De son côté, soucieux de ne pas perdre le soutien de l'Iran, Ismaïl Haniyeh a réaffirmé que le Hamas ne reconnaîtrait " jamais " Israël, tout en soulignant que la résistance armée est la seule manière de combattre l'Etat juif. Parallèlement, le premier ministre de Gaza a accentué son rapprochement avec les autorités égyptiennes, qui s'efforcent, avec le Qatar, de favoriser la réconciliation palestinienne, voire de ressusciter le processus de paix avec les Israéliens.
Si la ligne politique du Hamas reste très incertaine, c'est notamment en raison de l'incertitude liée à son rapprochement avec le Fatah, mais pas seulement : vouloir concilier de bonnes relations avec l'Egypte, l'Iran et le petit (mais si riche) Qatar - lequel a toutes les raisons de craindre l'hégémonie de Téhéran - ressemble à une gageure.
Mais le premier défi que doit relever le Hamas est celui de sa cohérence interne. Dans le bras de fer qui l'a longtemps opposé à la direction en exil du Mouvement de la résistance islamique, Ismaïl Haniyeh a marqué des points peut-être décisifs. S'il se livre volontiers à des rodomontades vis-à-vis d'Israël, en pratique, il fait tout pour tempérer l'ardeur guerrière de groupes islamistes plus radicaux que lui.
Confronté à la surenchère du Djihad islamique, le Hamas doit sans cesse réaffirmer un attachement à la lutte armée devenu de moins en moins probant. Sans desserrer, d'autre part, son emprise politique sur les 1,7 million d'habitants du territoire, le gouvernement Haniyeh se montre soucieux d'améliorer son image au sein de la communauté internationale.

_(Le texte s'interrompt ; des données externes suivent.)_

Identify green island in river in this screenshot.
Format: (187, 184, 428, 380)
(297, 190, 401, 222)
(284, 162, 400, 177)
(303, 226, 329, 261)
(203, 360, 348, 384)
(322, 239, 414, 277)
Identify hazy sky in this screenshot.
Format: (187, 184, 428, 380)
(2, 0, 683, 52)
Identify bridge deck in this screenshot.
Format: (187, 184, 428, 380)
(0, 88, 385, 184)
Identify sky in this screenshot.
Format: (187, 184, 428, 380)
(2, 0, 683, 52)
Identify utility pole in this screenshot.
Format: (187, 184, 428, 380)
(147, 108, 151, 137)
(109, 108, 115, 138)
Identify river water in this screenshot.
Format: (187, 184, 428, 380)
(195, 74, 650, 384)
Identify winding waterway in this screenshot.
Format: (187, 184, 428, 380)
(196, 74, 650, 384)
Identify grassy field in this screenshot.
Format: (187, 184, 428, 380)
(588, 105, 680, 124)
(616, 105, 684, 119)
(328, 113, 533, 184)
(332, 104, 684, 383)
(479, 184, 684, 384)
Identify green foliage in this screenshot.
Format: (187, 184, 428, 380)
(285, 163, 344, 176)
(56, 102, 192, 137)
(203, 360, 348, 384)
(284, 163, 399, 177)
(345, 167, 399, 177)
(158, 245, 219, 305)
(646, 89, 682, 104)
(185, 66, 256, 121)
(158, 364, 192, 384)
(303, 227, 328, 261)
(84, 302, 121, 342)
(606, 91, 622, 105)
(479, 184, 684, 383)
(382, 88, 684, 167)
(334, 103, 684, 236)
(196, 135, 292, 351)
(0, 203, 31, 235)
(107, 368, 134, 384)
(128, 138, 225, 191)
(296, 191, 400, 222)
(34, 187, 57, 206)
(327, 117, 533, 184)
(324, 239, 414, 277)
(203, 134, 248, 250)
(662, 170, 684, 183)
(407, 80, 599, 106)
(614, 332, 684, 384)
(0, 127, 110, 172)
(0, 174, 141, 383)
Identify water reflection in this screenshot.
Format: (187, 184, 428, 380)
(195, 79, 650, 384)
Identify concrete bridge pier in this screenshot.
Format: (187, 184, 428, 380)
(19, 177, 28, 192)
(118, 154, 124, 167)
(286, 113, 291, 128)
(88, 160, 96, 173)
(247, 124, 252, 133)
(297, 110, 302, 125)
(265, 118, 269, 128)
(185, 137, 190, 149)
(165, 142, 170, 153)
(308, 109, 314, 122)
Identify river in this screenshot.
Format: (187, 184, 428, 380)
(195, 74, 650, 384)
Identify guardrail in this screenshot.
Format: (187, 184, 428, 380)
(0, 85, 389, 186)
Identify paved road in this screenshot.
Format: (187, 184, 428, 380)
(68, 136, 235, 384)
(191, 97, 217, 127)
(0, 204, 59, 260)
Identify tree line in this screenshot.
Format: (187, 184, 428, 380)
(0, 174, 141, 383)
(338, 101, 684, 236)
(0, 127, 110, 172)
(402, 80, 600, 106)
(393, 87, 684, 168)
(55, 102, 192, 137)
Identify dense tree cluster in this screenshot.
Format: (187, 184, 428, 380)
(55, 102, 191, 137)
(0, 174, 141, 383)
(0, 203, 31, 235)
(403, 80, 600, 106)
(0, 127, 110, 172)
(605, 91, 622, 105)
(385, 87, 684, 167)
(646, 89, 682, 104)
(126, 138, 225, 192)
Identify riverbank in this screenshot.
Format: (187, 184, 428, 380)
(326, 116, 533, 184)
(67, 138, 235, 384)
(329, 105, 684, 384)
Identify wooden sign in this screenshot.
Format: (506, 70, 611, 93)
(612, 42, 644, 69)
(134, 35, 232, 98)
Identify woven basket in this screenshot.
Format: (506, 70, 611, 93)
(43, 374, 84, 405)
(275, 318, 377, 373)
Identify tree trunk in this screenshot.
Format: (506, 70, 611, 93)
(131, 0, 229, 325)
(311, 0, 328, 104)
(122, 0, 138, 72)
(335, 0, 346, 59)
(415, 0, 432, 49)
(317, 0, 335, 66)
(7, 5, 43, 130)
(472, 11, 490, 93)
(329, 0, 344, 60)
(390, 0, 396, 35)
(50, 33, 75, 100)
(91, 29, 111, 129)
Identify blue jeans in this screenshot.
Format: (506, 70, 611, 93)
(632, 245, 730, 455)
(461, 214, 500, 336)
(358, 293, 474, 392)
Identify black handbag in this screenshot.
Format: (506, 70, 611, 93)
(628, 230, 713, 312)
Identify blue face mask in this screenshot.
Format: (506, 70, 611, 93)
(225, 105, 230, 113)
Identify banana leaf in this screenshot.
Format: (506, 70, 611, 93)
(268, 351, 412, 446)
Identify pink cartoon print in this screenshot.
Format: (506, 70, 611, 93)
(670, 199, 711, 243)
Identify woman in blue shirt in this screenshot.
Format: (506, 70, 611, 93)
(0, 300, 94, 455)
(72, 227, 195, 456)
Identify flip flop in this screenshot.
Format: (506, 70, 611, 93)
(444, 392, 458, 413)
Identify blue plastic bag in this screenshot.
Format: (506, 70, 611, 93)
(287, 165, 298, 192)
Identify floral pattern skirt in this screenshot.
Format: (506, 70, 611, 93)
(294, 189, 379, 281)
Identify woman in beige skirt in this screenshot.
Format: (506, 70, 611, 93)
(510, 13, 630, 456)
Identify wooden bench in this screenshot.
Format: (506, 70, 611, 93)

Dans ce contexte, la population de l'étroite bande de terre profite d'une relative embellie économique (grâce notamment à la multiplication des échanges avec l'Egypte), mais aussi d'un timide " printemps arabe " s'agissant de l'application de la loi islamique. Ce sont deux avancées qui sont bonnes à prendre pour des Gazaouis qui savent d'expérience que leurs projets ne peuvent être qu'à court terme.